Незамысловатые декорации быстро расставили с помощью двух курсантов. Прозвучал звонок школьного колокольчика, в который звонил сам Дмитрий Михайлович, и спектакль начался.

Я смотрел на сцену, нервно слушал, как говорят свои роли артисты, но смысл до меня не доходил. Я слышал аплодисменты, артисты уходили со сцены и входили, а я ждал своего выхода в третьем акте.

И вот как в тумане до меня доходят слова Гулиашвили Аркадию: «Ну, значит, нам с тобой, дорогой, сегодня ночь не спать, как завтра лучше гостей угостить — думать».
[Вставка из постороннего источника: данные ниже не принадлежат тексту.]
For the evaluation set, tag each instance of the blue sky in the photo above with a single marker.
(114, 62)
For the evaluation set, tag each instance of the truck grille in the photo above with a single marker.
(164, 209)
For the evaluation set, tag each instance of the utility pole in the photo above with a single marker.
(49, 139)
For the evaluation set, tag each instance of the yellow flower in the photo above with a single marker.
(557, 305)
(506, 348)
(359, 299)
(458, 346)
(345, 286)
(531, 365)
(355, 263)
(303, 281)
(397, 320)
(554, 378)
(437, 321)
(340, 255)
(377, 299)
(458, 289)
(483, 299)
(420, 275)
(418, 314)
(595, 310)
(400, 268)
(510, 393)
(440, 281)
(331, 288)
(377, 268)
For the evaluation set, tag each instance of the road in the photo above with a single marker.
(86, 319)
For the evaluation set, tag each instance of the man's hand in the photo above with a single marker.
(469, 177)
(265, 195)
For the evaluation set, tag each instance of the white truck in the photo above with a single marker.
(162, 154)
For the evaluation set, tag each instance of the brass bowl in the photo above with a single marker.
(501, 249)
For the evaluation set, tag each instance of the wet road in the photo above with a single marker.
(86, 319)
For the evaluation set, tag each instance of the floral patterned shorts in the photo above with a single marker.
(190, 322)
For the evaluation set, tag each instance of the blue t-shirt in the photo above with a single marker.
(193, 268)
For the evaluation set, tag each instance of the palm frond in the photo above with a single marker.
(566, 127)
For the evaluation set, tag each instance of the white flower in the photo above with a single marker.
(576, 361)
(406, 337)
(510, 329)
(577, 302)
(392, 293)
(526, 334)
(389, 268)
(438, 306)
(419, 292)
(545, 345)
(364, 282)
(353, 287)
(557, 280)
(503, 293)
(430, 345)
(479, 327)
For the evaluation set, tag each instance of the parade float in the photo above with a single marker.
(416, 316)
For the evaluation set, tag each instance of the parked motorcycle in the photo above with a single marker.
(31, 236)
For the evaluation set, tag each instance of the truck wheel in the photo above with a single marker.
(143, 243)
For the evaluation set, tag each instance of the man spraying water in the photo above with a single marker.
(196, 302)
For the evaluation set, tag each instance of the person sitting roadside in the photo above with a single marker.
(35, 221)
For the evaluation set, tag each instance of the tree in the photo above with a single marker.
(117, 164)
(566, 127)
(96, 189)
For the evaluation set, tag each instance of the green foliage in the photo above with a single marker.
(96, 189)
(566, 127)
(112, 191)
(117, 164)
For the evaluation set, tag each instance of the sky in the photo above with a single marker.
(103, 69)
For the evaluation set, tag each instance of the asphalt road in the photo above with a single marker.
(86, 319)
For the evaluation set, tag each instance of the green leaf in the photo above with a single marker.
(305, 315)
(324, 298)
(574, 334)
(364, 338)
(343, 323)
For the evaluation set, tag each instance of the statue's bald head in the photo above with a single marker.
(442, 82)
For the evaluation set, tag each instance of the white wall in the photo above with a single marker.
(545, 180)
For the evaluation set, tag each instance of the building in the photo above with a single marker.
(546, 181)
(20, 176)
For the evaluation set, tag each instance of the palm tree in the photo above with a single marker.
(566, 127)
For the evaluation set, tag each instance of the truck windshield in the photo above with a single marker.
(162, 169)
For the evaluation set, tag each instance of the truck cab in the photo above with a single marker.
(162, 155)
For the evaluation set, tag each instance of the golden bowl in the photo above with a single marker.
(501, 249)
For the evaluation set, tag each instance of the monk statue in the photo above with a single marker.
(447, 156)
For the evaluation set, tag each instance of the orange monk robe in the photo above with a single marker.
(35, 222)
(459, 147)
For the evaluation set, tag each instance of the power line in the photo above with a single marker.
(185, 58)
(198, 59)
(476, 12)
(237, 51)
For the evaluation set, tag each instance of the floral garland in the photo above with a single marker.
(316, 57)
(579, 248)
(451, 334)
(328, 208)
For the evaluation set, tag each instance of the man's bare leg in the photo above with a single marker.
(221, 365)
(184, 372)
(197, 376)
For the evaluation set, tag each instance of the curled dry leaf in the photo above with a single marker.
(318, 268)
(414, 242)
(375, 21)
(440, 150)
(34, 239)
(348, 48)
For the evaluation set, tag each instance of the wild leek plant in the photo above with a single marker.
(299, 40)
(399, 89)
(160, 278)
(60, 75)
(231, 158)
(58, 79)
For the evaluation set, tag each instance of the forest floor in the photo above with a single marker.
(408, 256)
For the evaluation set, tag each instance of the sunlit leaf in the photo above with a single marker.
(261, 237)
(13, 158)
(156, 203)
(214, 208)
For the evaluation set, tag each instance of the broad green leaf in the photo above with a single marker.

Я слышу со всех сторон: «Севастьянов, Севастьянов», и меня выталкивают на сцену:

Я, убитым голосом: Можно?

Сергей: Входи, Севастьяныч, знакомься!

Я: Севастьянов.

Варя: Варя.

И я молча смотрю на Варю.

Это всё прошло гениально, так как я заикался, бледнел и краснел, и это выходило натурально и так соответствовало характеру моего героя, что зал взорвался аплодисментами, и, наверно, за меня порадовался Борис Михайлович.

Но за третьей начиналась четвёртая картина, где я должен был играть уже оправившегося от смущения Севастьяныча, а я оставался тем же растерянным недотёпой, что было здесь совершенно неуместно.

И в зале начался тихий ропот, а потом раздался чей-то свист. В конце концов, Севастьянов был офицером. Да, стеснительным и скромным, но вместе с тем решительным и смелым, а, может быть, даже героем, если дойдёт до дела.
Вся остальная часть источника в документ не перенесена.